In December 1990, appellant Ralph Daniels brought suit in federal district court against his former employer, the United States Park Police, Department of the Interior, after the Department refused to grant him medical reimbursement for back surgery he underwent in 1989 and leave during his period of recuperation. Daniels claimed he was entitled to this relief because his back injury occurred in the line of duty. He requested relief in the form of damages of $35,000 "plus consequential and punitive damages" or in the alternative declaratory relief and mandamus to the agency to reimburse him for his medical expenses and grant him the requested leave. The district court dismissed Daniels's action as barred by collateral estoppel and res judicata, due to a settlement Daniels reached in an earlier lawsuit with appellee.
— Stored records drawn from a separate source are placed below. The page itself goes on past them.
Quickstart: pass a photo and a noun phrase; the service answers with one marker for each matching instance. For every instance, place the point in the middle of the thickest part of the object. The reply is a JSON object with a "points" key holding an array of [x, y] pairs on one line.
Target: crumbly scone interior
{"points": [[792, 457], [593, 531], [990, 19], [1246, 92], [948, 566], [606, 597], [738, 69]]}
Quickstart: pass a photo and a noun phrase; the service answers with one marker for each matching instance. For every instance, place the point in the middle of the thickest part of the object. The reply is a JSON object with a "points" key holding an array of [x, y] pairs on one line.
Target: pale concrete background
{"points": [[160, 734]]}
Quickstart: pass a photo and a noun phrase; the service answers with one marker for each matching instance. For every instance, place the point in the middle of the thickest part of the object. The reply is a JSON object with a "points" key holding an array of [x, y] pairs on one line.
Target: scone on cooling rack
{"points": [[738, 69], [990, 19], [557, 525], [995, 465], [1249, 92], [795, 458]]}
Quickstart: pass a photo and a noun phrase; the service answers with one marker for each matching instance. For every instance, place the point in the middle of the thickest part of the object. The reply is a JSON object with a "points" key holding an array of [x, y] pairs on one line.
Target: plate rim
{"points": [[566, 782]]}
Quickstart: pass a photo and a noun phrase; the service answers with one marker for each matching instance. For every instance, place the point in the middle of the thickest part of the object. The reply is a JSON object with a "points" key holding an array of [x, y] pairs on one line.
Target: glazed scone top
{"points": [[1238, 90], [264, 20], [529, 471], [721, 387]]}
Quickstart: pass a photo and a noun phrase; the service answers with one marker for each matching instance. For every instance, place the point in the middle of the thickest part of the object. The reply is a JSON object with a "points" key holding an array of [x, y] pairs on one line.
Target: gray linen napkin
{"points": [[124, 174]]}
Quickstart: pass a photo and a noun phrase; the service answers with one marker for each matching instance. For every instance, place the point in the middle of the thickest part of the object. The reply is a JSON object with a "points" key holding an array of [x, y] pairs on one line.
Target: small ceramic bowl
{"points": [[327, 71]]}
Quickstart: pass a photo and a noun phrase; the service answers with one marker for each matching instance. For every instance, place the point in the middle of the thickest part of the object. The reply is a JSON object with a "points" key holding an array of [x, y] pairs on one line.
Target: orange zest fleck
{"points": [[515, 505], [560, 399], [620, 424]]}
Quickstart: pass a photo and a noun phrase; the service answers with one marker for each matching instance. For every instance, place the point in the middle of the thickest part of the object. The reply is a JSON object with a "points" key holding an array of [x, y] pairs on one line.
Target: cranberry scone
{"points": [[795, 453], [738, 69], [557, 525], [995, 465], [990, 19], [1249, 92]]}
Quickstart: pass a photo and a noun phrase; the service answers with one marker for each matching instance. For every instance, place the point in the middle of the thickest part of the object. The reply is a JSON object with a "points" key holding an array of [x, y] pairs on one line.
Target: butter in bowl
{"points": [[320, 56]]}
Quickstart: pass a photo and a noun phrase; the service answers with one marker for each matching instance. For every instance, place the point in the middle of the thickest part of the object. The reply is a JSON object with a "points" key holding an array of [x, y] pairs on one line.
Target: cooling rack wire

We find that the district court did not have jurisdiction over appellant's claims. A party bringing a claim against a federal agency must identify not only the source of his substantive right but also a specific waiver of sovereign immunity that permits his claim to be heard. United States v. Mitchell, 445 U.S. 535, 538 (1980). Daniels identified no waiver of sovereign immunity other than that of the Tucker Act, 28 U.S.C. Sec. 1346(a)(2). But Daniels seeks more than $35,000 in damages, and the Tucker Act gives district courts original jurisdiction concurrent with the Court of Claims only for claims against the United States up to $10,000. Appellant's claims for declaratory relief and mandamus, moreover, are simply requests that the court order appellee to pay the damages; as such, they do not provide an independent basis of jurisdiction. See Hubbard v. Administrator, EPA, 982 F.2d 531, 532-539 (D.C.Cir.1992) (en banc) (declining to read 5 U.S.C. Sec. 702's waiver of sovereign immunity for specific relief "other than money damages" as including backpay, citing repeated Supreme Court statements that waivers of sovereign immunity are to be construed strictly); Van Drasek v. Lehman, 762 F.2d 1065, 1071 n. 11 (D.C.Cir.1985) (district court jurisdiction cannot be manufactured by "disguising a money claim" as an equitable one).


Finally, because we agree with the district court's judgment that plaintiff is barred by his settlement agreement from claiming that he was injured in the line of duty, we find that transfer to the Court of Claims would be wasteful and not "in the interest of justice". See 28 U.S.C. Sec. 1631 (1988).

For the above stated reasons, it is


ORDERED and ADJUDGED that the district court's judgment granting appellee's motion to dismiss be affirmed.


The Clerk is directed to withhold the issuance of the mandate herein until seven days after disposition of any timely petition for rehearing. See D.C.Cir.Rule 41(a).